It didn’t work that good. White people just thought the Injuns had gone crazy and shot them as usual.
Ashley Holt, my ex-spat pen-pal and partner in exchanging dark, cynical thoughts, validated this title, writing “ I like the idea of invoking native spirits to inhabit the soil on which junked autos and forgotten American dreams now dwell”
Me too, knowing full well that I bought and now live (pretty comfortably) on stolen property.
The backcountry of East County San Diego, where I’ve had a studio for 30 years, is the general location for these moody nightscapes and there is not a more ideal place or atmosphere for what I was trying to say.

This is where the sun speaks to nature, but the moon speaks to god.
Weeks after the book was basically done, it came to me that these prints were in fact a graphic novel with no story and no narrative and best left that way.
Imagine if you will, a long dead native American, shot for dancing. His unquiet soul now floats through these wasp-blown desert border towns by night. Imagine that he is always lost and what follows is what he sees, or perhaps what he dreams.
That’s the feeling I’m after.
The technique by which these images were rendered my be of mild interest to some readers.

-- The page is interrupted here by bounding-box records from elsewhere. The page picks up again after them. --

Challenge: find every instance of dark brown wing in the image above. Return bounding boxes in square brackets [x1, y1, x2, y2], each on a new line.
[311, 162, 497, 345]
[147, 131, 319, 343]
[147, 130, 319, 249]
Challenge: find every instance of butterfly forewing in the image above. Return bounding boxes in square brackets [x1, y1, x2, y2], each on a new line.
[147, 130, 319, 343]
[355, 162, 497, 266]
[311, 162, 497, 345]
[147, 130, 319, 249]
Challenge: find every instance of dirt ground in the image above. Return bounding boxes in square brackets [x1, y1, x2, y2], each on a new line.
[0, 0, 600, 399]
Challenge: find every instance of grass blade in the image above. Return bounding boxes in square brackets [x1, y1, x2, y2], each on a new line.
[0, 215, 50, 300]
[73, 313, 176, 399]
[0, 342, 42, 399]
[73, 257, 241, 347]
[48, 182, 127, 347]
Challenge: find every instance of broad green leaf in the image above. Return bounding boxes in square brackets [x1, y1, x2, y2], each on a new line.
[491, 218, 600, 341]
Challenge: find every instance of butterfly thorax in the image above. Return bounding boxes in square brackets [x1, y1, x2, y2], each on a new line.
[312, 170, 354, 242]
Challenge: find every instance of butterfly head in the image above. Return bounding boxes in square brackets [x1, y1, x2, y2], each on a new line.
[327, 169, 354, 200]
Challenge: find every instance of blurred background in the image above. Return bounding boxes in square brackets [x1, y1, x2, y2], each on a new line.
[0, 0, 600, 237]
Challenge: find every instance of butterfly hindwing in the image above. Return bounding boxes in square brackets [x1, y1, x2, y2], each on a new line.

The approach is, in essence, nothing but old-school aquatint etching without the torturous scraping tools or the lethal chemistry. I simply scanned some airbrush spatters into Photoshop and drew them over a black-spot rendering of the subject with a pen tool until there was nothing left but shapes, values and textures.
It’s a process that kills detail but “The artist should, above all, fear to become the slave of detail” (Albert Pinkham Ryder).
There is nothing here for the art museums, “Art Forum” or the university establishment. I work only for those few who apprehend the world with the same 19th century, *Swedenborgian goofiness as I do.
All others will be baffled or indifferent.
This book is dedicated to my brother in spirit, one William Glen Crooks, retired. He was a pithy, cogent critic of art and an old-school landscape painter of breathtaking ability. He once told me that he had little patience for artists who were always bitching about a lack of compelling subject matter. “I say get your head out of your butt and look out the window. There it is....”
Well, I started with my window and one thing led to another.
JDA 2024
* Emanuel Swedenborg was probably nuts, but some of his ideas were enlightened.